You know how you notice the make and model of every car at an intersection when you’re in the market to buy a new car? I’ve been reading other people’s blogs for years, but now that I am immersed in the process of creating one myself it feels like I am suddenly seeing them for the first time. It’s only after learning even the basic rudiments of blog building that I can begin to deconstruct other people’s creations and critique their use of the medium.
I was already familiar with several cooking blogs because I have been writing up my own vegetarian recipes–about 130 of them at this point, each one intended to work as a stand-alone article–for the last two years.
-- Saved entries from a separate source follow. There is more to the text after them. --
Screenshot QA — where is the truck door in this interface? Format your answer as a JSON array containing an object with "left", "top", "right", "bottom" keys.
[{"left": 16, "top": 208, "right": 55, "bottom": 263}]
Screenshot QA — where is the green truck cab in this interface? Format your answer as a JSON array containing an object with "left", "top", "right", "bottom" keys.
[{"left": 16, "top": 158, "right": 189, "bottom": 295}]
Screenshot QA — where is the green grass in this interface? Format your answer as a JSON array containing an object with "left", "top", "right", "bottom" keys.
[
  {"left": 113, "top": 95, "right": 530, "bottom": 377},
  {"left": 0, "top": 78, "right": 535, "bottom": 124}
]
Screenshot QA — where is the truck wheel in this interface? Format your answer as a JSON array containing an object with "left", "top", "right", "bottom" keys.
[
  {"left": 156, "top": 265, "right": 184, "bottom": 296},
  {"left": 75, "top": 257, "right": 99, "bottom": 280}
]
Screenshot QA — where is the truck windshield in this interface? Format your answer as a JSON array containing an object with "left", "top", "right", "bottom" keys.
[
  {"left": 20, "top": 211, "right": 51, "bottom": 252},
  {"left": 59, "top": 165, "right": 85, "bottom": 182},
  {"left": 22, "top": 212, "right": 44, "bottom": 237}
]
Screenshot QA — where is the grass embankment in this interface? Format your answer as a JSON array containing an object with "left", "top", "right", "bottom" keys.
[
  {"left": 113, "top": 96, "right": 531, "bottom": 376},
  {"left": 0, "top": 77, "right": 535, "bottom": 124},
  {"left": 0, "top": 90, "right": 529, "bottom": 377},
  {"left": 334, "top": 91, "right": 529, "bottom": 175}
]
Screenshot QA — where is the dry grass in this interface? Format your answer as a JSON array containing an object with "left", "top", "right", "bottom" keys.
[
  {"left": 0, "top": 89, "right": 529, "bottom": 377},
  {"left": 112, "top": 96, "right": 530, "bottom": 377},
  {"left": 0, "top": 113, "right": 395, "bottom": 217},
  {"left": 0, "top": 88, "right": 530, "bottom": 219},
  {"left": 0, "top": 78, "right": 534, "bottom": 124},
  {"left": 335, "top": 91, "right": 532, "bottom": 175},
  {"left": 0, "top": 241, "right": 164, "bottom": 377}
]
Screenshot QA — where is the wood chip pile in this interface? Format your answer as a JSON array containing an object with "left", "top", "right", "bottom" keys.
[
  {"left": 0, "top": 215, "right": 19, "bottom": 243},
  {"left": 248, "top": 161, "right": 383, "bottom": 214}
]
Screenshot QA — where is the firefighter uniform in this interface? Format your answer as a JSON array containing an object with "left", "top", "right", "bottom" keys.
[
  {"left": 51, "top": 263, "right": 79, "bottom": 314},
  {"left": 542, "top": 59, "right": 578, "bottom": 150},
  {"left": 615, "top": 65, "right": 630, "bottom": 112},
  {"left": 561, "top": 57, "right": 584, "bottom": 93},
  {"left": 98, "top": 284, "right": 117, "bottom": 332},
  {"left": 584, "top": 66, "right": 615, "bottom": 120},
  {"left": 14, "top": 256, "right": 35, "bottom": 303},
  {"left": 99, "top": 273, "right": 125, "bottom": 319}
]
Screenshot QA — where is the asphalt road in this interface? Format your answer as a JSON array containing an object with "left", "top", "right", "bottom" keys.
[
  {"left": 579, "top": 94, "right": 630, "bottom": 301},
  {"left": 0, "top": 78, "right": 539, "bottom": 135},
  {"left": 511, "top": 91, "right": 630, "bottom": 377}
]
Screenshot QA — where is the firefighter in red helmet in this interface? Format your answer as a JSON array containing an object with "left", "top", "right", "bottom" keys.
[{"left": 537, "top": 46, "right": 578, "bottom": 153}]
In the course of researching ingredients and recipes I have bookmarked many vegan and vegetarian sites with the most innovative approaches so that I could return to them for reference purposes.
PostPunkKitchen is a web site, a public access vegan cooking show (described as “currently on hiatus”) and a blog hosted by Isa Chandra Moskowitz and her team. The site is edgy, chaotic but confident and sophisticated. The warm and spicy color palette of pumpkin and persimmon reinforces a sense of passion and spontaneity. It doesn’t take too long to figure out that Isa is featuring 3 books as “Hot Stuff” on the Home Page of her site. Her opus, Veganomicon, is currently sold on the endcap displays at Whole Foods Market, proof of her marketing success. The site feels disorganized, but the hyperlinked, layered pages and long list of sidebar links encourage the reader to linger and explore.
Conversely, Vegan Yum Yum, Lauren Ulm’s site promoting a book of the same name, is hard to get excited about. In spite of the really gorgeous photography, which Ulm explains at length on her “About” page (this is not unusual–I have seen this same attention to photographic technique on other sites), Vegan Yum Yum feels static and unimaginative. The pastel colors and the straight-forward layout might be within acceptable limits if Ulm used the capacity of the web medium to enrich the sidebar with helpful reader links, rather than stuffing it with ads and self-promotion. Finally, especially in the case of a blog that features a writer, it is hard to justify the presence of careless typos and even worse, the use of the meaningless word “awesome” (in this case twice in one paragraph, once in caps)–a cardinal diction sin in virtually any context unless you are a thirteen-year-old.